The easiest way to use collections is to define them in the docpad configuration file.

Beginning with posts, I have set up a collection (using CoffeeScript):

    posts: ->
        @getCollection("html").findAllLive({relativeOutDirPath: 'posts'},[{date:-1}])

Let's look at this in more detail:

  • I've defined a collection called posts.
  • @getCollection("html") gets the parent collection. In this case, a default DocPad collection called html that contains all the html documents on the site. This is a common starting point.
  • .findAllLive() is the method used to find documents for a collection.
  • {relativeOutDirPath: 'posts'}: The first parameter of findAllLive is the query used to filter the collection. relativeOutDirPath is the directory the document will be output into. Since I put my posts into the posts directory, that's what I'll search for.

    The DocPad documentation has a list of available metadata fields.

    You also have access to any metadata specified in the document's YAML front matter. We'll look at an example later.

  • [{date:-1}]: The second parameter specifies collection sorting. In this case, sorting by date, in reverse order.

To use this collection in a template, to generate a list of posts, I use this (example in Eco):

<% for post in @getCollection("posts").toJSON(): %>
    <li><a href="<%= post.url %>"><%= post.title %></a></li>
<% end %>

Setting metadata with collections.

DocPad collections can do more than retrieve documents. You can also use them to set metadata.

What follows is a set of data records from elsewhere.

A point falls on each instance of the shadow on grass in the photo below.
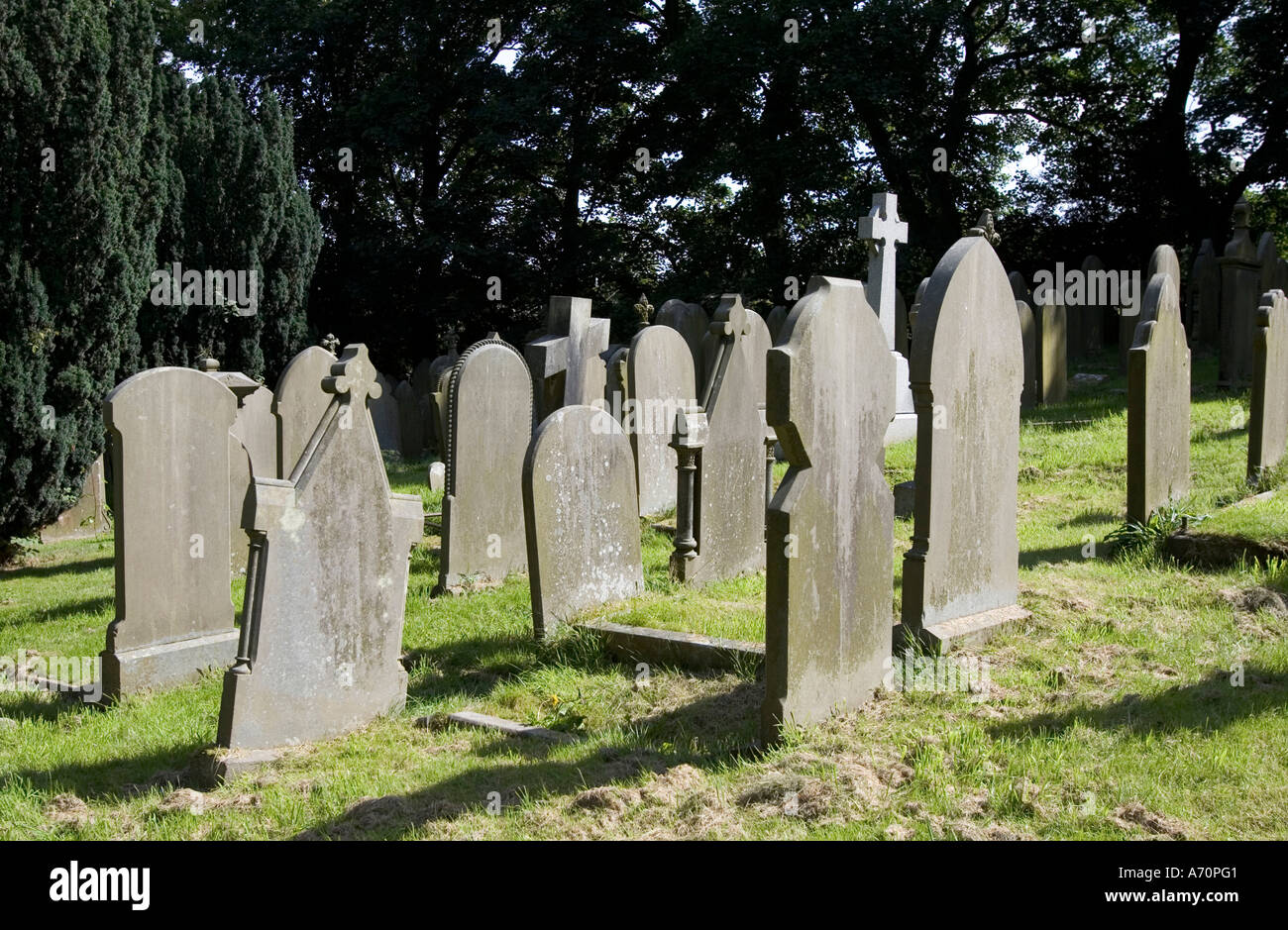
(655, 745)
(1209, 705)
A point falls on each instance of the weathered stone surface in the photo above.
(1028, 337)
(692, 322)
(567, 364)
(88, 515)
(488, 428)
(660, 382)
(411, 421)
(1240, 279)
(168, 437)
(829, 578)
(318, 652)
(299, 403)
(384, 416)
(1205, 295)
(1267, 427)
(967, 367)
(728, 500)
(581, 515)
(1052, 373)
(1158, 401)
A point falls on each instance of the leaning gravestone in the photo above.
(692, 322)
(168, 434)
(581, 515)
(488, 428)
(1240, 279)
(829, 583)
(660, 382)
(1205, 296)
(721, 489)
(299, 403)
(567, 366)
(318, 651)
(960, 577)
(1267, 427)
(1158, 401)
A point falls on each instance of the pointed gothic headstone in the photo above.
(829, 586)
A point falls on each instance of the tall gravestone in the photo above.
(299, 403)
(1240, 281)
(567, 364)
(320, 650)
(720, 498)
(488, 428)
(692, 322)
(168, 437)
(660, 382)
(1267, 427)
(829, 583)
(960, 577)
(581, 515)
(1205, 296)
(1158, 401)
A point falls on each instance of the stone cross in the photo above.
(884, 231)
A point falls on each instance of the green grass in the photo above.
(1115, 698)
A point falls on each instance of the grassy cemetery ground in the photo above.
(1111, 714)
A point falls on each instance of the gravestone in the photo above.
(320, 647)
(88, 515)
(488, 428)
(660, 381)
(1205, 296)
(1052, 352)
(961, 574)
(774, 322)
(581, 515)
(829, 578)
(567, 364)
(692, 322)
(411, 421)
(1267, 427)
(299, 403)
(720, 500)
(1158, 399)
(1240, 282)
(168, 437)
(1028, 338)
(384, 415)
(884, 231)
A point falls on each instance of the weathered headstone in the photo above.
(1240, 282)
(1205, 296)
(1267, 427)
(488, 428)
(320, 647)
(828, 587)
(411, 421)
(168, 437)
(720, 501)
(692, 322)
(581, 515)
(660, 382)
(384, 415)
(960, 577)
(299, 403)
(566, 363)
(1052, 354)
(1158, 401)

For example, while I want to use different layouts for each of the four document types, I don't want to have to add layout: post to every post document. Instead, I can just modify my collection:

posts: ->
    @getCollection("html").findAllLive({relativeOutDirPath: 'posts'},[{date:-1}]).on "add", (model) ->

Without going into too much detail, I've created a responder to the "add" event, that's called whenever something is added to the collection. This function updates the default metadata to include layout: "post".

Now, the act of placing a file in the /posts directory will add the metadata I need. Magic!

Extending this to each of my four post types, I end up with the following collections:

    posts: ->
        @getCollection("html").findAllLive({relativeOutDirPath: 'posts'},[{date: -1}]).on "add", (model) ->
            model.setMetaDefaults({layout: "post"})
    projects: ->
        @getCollection("html").findAllLive({relativeOutDirPath: 'projects'},[{title: 1}]).on "add", (model) ->
            model.setMetaDefaults({layout: "project"})
    pages: ->
        @getCollection("html").findAllLive({relativeOutDirPath: 'pages'}).on "add", (model) ->
            model.setMetaDefaults({layout: "page"})
    pictures: ->
        @getCollection("html").findAllLive({relativeOutDirPath: 'pictures'},[{date: -1}]).on "add", (model) ->
            model.setMetaDefaults({layout: "picture"})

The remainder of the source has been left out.